In 1989 I rejoined the Tyre Research department as research director, expanding the research program with collaborative projects reflecting the way research was expanding over a range of topics. In 1994 I was appointed technical director, retiring in 1999.
The changes in tire and material design during the coming years are already being conceived through the greater accuracy of computer modeling of the tire within its road and vehicle environment, together with the ability to see and model polymer and filler behavior on the nano scale. No doubt other established and new compounding ingredients will soon be the subject of future in-depth studies as we search for better-performing, sustainable and replenishable raw materials.

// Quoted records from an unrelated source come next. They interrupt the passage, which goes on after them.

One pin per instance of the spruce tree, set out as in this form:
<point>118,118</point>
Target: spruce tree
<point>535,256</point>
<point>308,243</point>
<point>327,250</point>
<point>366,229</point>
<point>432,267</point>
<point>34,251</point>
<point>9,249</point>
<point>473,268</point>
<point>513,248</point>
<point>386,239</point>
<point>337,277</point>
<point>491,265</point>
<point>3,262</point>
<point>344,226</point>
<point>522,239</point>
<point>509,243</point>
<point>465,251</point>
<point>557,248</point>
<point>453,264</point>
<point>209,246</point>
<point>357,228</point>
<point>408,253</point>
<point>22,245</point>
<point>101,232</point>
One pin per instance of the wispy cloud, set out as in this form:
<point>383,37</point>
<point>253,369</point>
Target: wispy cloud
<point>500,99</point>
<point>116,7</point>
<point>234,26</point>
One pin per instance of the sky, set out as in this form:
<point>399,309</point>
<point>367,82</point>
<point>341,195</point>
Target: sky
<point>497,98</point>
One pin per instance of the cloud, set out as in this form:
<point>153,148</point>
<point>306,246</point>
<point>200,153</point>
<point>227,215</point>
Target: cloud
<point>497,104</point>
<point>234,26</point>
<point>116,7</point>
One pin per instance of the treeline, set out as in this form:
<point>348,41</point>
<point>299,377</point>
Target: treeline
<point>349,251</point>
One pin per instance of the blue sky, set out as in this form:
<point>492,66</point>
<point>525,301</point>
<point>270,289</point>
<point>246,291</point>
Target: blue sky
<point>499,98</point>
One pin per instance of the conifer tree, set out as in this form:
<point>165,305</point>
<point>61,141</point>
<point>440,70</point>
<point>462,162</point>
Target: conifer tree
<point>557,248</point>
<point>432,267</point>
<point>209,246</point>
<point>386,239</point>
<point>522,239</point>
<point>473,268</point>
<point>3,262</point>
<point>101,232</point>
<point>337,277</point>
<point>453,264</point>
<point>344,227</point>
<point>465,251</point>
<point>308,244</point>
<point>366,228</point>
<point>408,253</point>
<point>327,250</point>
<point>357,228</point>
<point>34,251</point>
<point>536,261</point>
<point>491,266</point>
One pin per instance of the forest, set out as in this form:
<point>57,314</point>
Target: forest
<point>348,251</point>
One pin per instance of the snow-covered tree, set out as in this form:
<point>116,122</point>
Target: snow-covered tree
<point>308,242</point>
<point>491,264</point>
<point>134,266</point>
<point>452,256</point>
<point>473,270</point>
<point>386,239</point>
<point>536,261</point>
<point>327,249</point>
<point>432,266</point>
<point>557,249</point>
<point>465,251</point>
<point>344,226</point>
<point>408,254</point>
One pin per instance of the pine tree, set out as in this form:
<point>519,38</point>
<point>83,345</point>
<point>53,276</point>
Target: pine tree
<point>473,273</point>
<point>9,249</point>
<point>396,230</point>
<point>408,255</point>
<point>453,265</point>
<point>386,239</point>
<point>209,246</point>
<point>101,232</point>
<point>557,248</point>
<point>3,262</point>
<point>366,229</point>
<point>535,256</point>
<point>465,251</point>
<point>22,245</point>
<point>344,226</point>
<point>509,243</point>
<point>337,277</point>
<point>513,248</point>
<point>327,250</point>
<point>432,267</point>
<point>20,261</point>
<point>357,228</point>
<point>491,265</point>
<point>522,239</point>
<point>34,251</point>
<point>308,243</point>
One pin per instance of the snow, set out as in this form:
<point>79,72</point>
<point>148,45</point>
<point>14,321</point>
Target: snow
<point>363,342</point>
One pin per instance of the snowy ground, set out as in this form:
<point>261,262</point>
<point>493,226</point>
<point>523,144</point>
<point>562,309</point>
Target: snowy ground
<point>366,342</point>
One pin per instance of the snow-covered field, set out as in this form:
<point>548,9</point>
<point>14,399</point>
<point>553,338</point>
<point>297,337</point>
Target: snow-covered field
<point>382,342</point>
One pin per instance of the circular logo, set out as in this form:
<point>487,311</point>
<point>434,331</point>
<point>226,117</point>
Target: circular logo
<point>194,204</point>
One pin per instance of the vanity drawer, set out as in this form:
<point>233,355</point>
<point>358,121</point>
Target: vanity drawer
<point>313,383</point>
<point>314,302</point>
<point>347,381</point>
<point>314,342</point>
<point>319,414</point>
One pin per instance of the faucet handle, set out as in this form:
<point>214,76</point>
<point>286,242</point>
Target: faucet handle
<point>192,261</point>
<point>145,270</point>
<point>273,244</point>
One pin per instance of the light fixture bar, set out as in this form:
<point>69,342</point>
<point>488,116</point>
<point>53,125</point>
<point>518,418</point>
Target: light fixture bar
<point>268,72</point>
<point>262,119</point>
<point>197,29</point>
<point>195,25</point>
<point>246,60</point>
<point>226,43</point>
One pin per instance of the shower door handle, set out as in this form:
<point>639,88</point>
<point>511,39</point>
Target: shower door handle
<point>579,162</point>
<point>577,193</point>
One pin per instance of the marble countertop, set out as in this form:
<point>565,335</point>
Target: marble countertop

I hope we will see lighter tires, tires created with new concepts of design construction enabled by the greater theoretical understanding of the tire and the availability of new materials and combinations of new materials. Such a tire will have a built-in runflat ability. The tire will act as the key vehicle sensor to determine the appropriate operational behavior of the vehicle, and the tire will of course be able to monitor its own performance during its service lifetime. Certainly tires will not have the same compounds, tread designs or construction design as they have today, and I hope it will not be long before raw material and compounding advances enable the tire to last the average service life of a vehicle. Perhaps this is one of two or three of the big steps forward toward a greener vehicle.
It is my hope that tire performance will be assessed by different parameters, and the product will re-establish itself as the key vehicle component and justify its enhanced value based on its technical merits and hence its commercial value.
Looking back through my career and writings over the past 55 years there seem to have been two themes. The first is vehicle safety. Even today the record of annual road accident statistics is terrible, despite the many significant developments that have been achieved. The human cost and the impact on national budgets suggests that much more needs to be done as quickly as possible. It may be the cost of road transport accidents that will drive the radical changes in vehicle engineering we are now beginning to see.
The second theme seems to be one of creating the environment for innovation and rewarding the innovators. These are the lifeblood of any growing industry. Of course, good science also needs good management. It is believed to be John Ruskin who said, “There is hardly anything in this world that some man cannot make a little worse and sell a little more cheaply. The person who buys on price alone is this man’s lawful prey.” I fervently believe in the need for further scientific advances in tire technology. There is no finishing line in the race to excellence.